Why more than 500ms time difference between DOM Content Loaded and Onload

Hello,

Thanks for the nice testing tool and site.

I am testing using default settings and getting DOM Content Loaded load time of around 1s to 1.5s and getting OnLoad Time of 1.5 to 1.9s

I would like to know the following -

  1. Why is there more than 500ms time difference between DOM Content Loaded and
    OnLoad Time ?

  2. Why is there so much final load time variation even though I am using the same test settings (default) ?

Post a link to your test results for more informed responses.

Thanks for responding.

Here is the link of the test results - WebPageTest Test - Running web page performance and optimization tests...

No reply whatsover ? Is this forum active ?

Your best bet to see what is happening during that time is to enable timeline capture in the chrome tab of the advanced settings which will capture a dev tools timeline.

My guess since there are no images or external resources is that the browser doesn’t yield to do the layout/paint until between DCL and onload and it’s that operation that is consuming the time (you can see the CPU is pegged between the two).

Thanks Patrick for the reply.

I did enable the timeline capture.
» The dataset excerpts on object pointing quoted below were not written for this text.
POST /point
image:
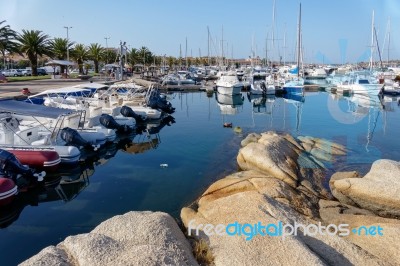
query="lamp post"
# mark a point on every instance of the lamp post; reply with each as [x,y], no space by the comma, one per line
[67,27]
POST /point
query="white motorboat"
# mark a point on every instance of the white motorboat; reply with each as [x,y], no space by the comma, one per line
[15,135]
[361,82]
[229,84]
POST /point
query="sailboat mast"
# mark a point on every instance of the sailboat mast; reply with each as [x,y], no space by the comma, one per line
[299,43]
[186,54]
[273,25]
[284,46]
[388,41]
[222,46]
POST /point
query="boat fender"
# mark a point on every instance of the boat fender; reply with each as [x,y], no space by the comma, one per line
[128,112]
[72,137]
[10,166]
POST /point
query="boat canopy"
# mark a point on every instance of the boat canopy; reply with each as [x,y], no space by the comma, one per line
[24,108]
[66,90]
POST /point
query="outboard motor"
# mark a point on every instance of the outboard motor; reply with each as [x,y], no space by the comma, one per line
[109,122]
[166,121]
[162,104]
[11,167]
[128,112]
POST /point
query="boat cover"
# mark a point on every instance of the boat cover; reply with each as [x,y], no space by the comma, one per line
[24,108]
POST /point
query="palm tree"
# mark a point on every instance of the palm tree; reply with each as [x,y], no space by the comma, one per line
[59,47]
[109,55]
[95,53]
[7,40]
[146,55]
[34,43]
[80,54]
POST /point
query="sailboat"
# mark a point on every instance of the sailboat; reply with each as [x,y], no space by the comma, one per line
[296,85]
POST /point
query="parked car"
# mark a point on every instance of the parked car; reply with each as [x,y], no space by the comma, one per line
[41,72]
[12,73]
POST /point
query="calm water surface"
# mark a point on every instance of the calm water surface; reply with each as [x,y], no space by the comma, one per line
[198,151]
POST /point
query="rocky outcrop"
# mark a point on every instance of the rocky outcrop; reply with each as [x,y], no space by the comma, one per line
[378,191]
[385,246]
[135,238]
[297,162]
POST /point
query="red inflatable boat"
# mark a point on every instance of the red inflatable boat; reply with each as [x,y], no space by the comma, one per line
[45,159]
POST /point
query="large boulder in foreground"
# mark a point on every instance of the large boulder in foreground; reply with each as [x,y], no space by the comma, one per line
[135,238]
[297,162]
[250,197]
[378,191]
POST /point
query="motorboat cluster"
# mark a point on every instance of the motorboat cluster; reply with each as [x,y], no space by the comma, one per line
[65,125]
[267,80]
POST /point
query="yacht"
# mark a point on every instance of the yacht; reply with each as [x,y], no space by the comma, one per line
[229,84]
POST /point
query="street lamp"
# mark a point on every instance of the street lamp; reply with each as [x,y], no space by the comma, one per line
[67,27]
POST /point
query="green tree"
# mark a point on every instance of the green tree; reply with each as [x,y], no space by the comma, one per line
[8,42]
[95,53]
[59,47]
[34,43]
[171,61]
[80,54]
[145,55]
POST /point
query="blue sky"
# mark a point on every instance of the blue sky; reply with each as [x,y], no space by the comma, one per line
[333,31]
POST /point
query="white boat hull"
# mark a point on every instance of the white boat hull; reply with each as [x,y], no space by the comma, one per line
[232,90]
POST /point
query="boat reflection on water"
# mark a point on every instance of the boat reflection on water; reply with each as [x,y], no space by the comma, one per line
[229,105]
[69,181]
It is giving around 500 to 600 ms complete load time and DSL also same time. Other than that, I am not able to analyse.

Which browser / CPU does not yield to do the paint between DCL and onload ? The CPU and browser used by webpagetest.org ?

Do you have a link to the test result with the timeline capture?

All browsers will behave differently. You can test Firefox or IE to see if either of them behave differently. The CPU just indicates that code is running doing something in the gap and the timeline would help you understand what it is.

Measuring the time without the browser yielding won’t necessarily give you better data. The measurement might be faster but the page may also be blank. If you want the user to actually see content then you have to do layout and paint the screen.

If you want the actual measurement to be faster you can use the Dulles Thinkpad locating which has faster CPU so the processing will be shorter - but that doesn’t really do anything but make the measurement faster for CPU-constrained operations.

Patrick,

I do not know how to give link of the time line capture. I am posting here the screenshot of the same.

Testing with Dulles Think pad is also giving similar results - WebPageTest Test - WebPageTest Details

If you go to the chrome tab in the advanced settings there is a “capture devtools” checkbox. Here is a test example: http://www.webpagetest.org/result/151006_KJ_0689768376a937e07e38071c723a8646/

On the left of the waterfalls will be links to download or view the timeline.

It does look like it is the layout/paint (at least in the capture that I did) that is causing the delay between DCL and onload.

If you need to know exactly why it is taking so long to do the layout/paint then you will need to collect a trace (also in the chrome tab or in about:tracing locally) but you’ll be deep in the guts of Chrome’s internal code at that point.

The capture option is enabled but I am not getting link how you are getting. And have no idea of how to collect a trace.

Can you please help in finding out what the reason fo the delay between DCL and onload time is. The results obtained with webpagetest have a huge variation in time even when done with the same settings. What could be the reason for that ?

Here is link of another test which I did - WebPageTest Test - Running web page performance and optimization tests...

A test from close to the server ( which lowers latency all round )… http://www.webpagetest.org/result/151015_T8_3TW/

This shows an increase in CPU, so it must be processing embedded javascript. As there is almost none on the page, the I expect it’s the init () function that’s slowing everything down.

Either that, or a reorganisation of css / js from the body into the header and fixing the worst of the html errors may give the browser an easier time in parsing it.